Supreme Court rules government student loan scheme is disproportionate

Department for Business Innovation and Skills did not consider the impact of immigration-related blanket ban for student loans on young people with strong ties to the UK
A Supreme Court ruling has re-opened the door to university education for hundreds of British-educated teenagers previously unable to obtain student loans under government policy.
The UK's top judges found that rules preventing anyone except UK citizens, or those with indefinite leave (ILR) to remain, from applying for student loans were disproportionate and could not be justified.
Campaigners say the court's ruling will benefit hundreds of young people who have been blocked from taking up university places.
Since 2012, and the implementation of the Education (Student Fees, Award and Support (Amendment) Regulations, young people who have been granted 'discretionary' (DLR) or 'limited' (LLR) leave to remain, have been ineligible for student loans and treated as overseas students by universities, regardless of how long they have resided in the UK. As a result, universities can charge tuition fees several times the current £9,000 maximum.

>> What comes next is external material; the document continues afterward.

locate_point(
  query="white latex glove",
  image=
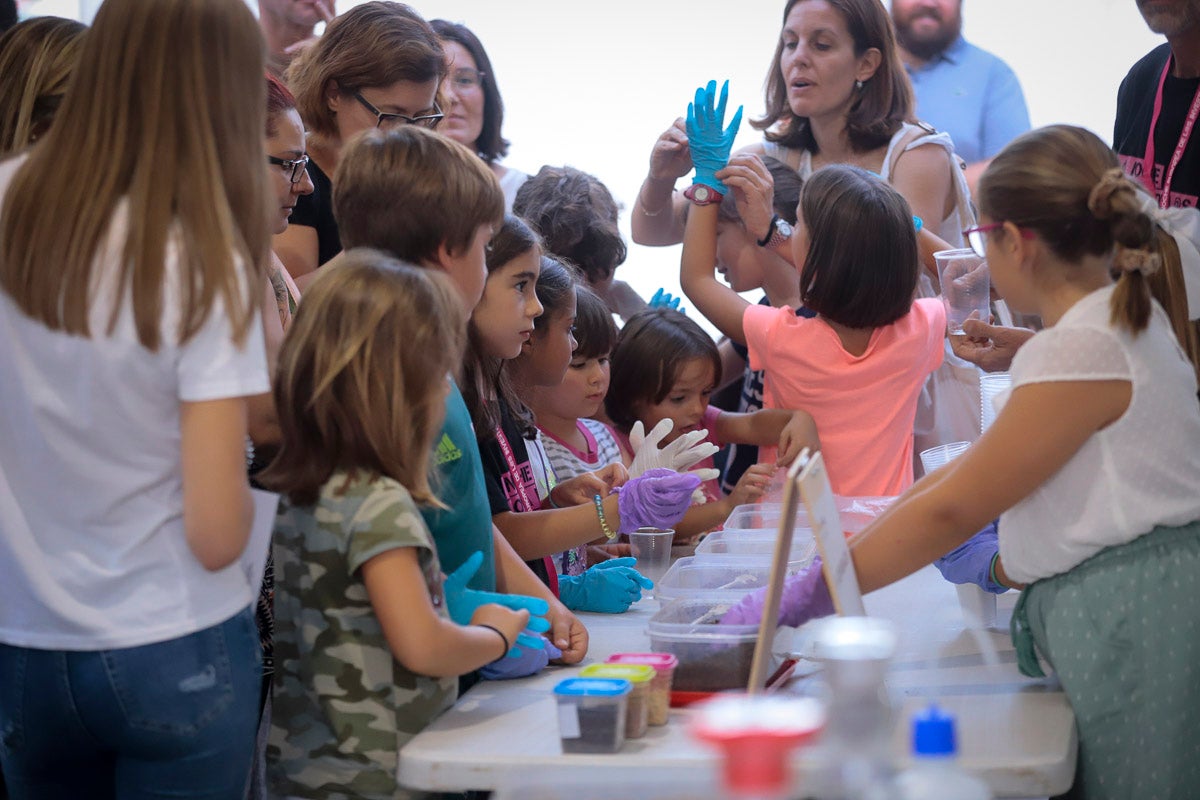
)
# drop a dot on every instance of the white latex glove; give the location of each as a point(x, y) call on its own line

The case was brought by Beaurish Tigere, a former head girl, who is lawfully resident in the UK. The Zambian-born 20-year-old, who has been in the UK since the age of six, achieved A-level grades of A* A C, and has five unconditional university offers.
The legal charity Just for Kids Law intervened in the case having estimated that between 600 and 1,000 students a year have been affected since the restrictions were introduced in 2012.
The charity provided the court with witness statements from 36 young people it had worked with who have been blocked from attending university because of lack of access to student finance.
Giving the lead judgment, Lady Hale, said: 'The reality is, even though she [T] does not have ILR, her established private life here means that she cannot be removed from the UK unless she commits a serious criminal offence and she will almost inevitably secure ILR in due course. She is just as closely connected and integrated into the UK society as her settled peers.'
Explaining the court's reasoning, the deputy president of the Supreme Court, added: 'These young people will…find it hard to understand why they are allowed access to all the public services, including cash welfare benefits, but are denied access to this one benefit, which is a repayable loan.'
Research from the Department for Business Innovation and Skills (BIS), a respondent in the case showed that male graduates pay £264,000 more in tax during their working lives than non-graduate males; women graduates pay £318,000 more tax than non-graduate women.
Prof Ian Walker from the department of economics at Lancaster University, who gave evidence in the case, stated: 'The implication is that there would be sizeable gains to the exchequer in the long run to extending student loans to this relatively small group'.